Infrastructure
Failover Hides the First Failure
Automatic failover is supposed to save you, and it does — but it also silently absorbs the first outage, so you cruise along on your last healthy path with no idea you're one failure from down. Monitor each path, not just the service.
- Infrastructure
- Reliability
- Monitoring
- Resilience
Automatic failover is one of those features that works so well it becomes dangerous. You point a client at a primary and a backup, the client quietly retries the backup when the primary stops answering, and the service stays up. Great — that’s the whole point. The trap is that the same mechanism that keeps you running also hides that anything broke. You can lose your primary and never notice, because failover did its job and nothing paged. Now you’re running on your last good path, one more failure from a real outage, and feeling fine about it.
Redundancy is also a silencer
We build redundancy to survive a failure. What’s easy to miss is that surviving a failure and noticing a failure are different goals, and redundancy actively works against the second one. A client that fails over from a primary to a backup experiences exactly what you designed: no user-visible error. The service-level view stays green. The very success of the failover is what keeps the failure off your radar.
Failover converts an outage into a secret. The service is up; you just don’t know how close to the edge you’re running.
So the dashboard that watches “is the service responding?” will happily report all-clear while half your redundancy is gone. You haven’t avoided the outage — you’ve deferred it and removed the warning.
”Up” and “healthy” are different questions
The fix starts with separating two questions you probably conflated:
- Is the service responding? — the user’s question, and the one failover is designed to keep answering “yes.”

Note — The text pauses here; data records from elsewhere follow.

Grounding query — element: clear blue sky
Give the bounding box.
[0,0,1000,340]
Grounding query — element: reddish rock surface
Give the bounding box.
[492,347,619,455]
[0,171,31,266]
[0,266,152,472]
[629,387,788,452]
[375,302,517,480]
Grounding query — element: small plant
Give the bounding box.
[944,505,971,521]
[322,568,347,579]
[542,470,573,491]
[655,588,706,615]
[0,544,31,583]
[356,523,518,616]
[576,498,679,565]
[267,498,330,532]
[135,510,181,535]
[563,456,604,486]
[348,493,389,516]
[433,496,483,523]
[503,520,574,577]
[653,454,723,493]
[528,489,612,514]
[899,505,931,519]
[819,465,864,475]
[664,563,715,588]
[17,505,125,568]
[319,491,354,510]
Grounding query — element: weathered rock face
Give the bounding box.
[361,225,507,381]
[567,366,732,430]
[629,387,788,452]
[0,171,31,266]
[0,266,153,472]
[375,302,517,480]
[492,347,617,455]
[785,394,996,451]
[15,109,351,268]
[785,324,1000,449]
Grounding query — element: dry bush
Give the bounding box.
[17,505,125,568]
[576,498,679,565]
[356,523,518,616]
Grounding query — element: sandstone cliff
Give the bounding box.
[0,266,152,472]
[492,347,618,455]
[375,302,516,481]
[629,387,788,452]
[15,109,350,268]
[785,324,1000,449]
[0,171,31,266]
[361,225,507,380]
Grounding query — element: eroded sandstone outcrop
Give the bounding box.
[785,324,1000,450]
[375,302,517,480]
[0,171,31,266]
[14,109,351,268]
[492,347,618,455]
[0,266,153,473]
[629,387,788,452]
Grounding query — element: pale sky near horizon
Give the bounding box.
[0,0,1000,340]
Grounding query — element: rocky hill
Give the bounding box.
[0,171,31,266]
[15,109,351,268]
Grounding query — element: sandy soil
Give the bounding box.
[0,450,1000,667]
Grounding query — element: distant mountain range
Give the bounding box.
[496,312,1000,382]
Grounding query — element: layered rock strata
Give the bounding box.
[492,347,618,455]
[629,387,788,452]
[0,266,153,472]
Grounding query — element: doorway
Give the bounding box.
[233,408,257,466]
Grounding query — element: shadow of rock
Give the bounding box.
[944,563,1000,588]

- Is every path that’s supposed to be carrying it actually healthy? — the operator’s question, and the one that quietly went unanswered.
When those collapse into a single green light, you’ve built a system that tells you it’s fine right up until the moment both paths are gone. The first failure spent your safety margin, and nothing recorded the withdrawal.
Monitor the components, not just the composite
If a service is fronted by a primary and a failover, the health of each is its own signal — and a primary going down should alert even when the backup seamlessly covers it. The composite “service is up” check is necessary but not sufficient; it’s the sum that hides the missing term. What you want is to know the instant your redundancy degrades from “two healthy paths” to “one,” because that’s the moment your risk doubled while your user impact stayed zero.
Concretely, that means:
- Probe each member directly, not only the front door. A failover target you never test independently might already be dead — and then your “redundancy” is fiction.
- Alert on degraded-but-up, not just down. “Primary unreachable, serving from backup” is a real page, even at full service availability.
- Watch the failover happening. A spike in retries or a flip to the secondary is a signal worth surfacing, because it’s often the only evidence the primary went away.
The failover target you never tested is a guess
There’s a meaner version of this. Redundancy you don’t exercise tends to quietly rot — the backup that was healthy at setup drifts, its config goes stale, its certificate expires — and you find out only when the primary finally fails and the “backup” doesn’t catch. By then both paths are down and the seamless save you were counting on never comes. The only way to know your failover works is to have seen it work, on purpose, recently. This is the same discipline as treating a backup as a restore you haven’t tested yet and replicating across real failure domains — a redundancy you’ve never triggered is a hope, not a safety net.
Count your healthy paths, out loud
The habit I try to keep now is to always know how many independent healthy paths a critical service is actually running on, and to alert the moment that number drops — not the moment it hits zero. Failover is still wonderful; I want it. I just stop trusting it to tell me it fired. The save is invisible by design, so I make the degradation visible by choice. If you’ve been burned by discovering a dead primary only when the backup also fell over, I’d like to hear the story.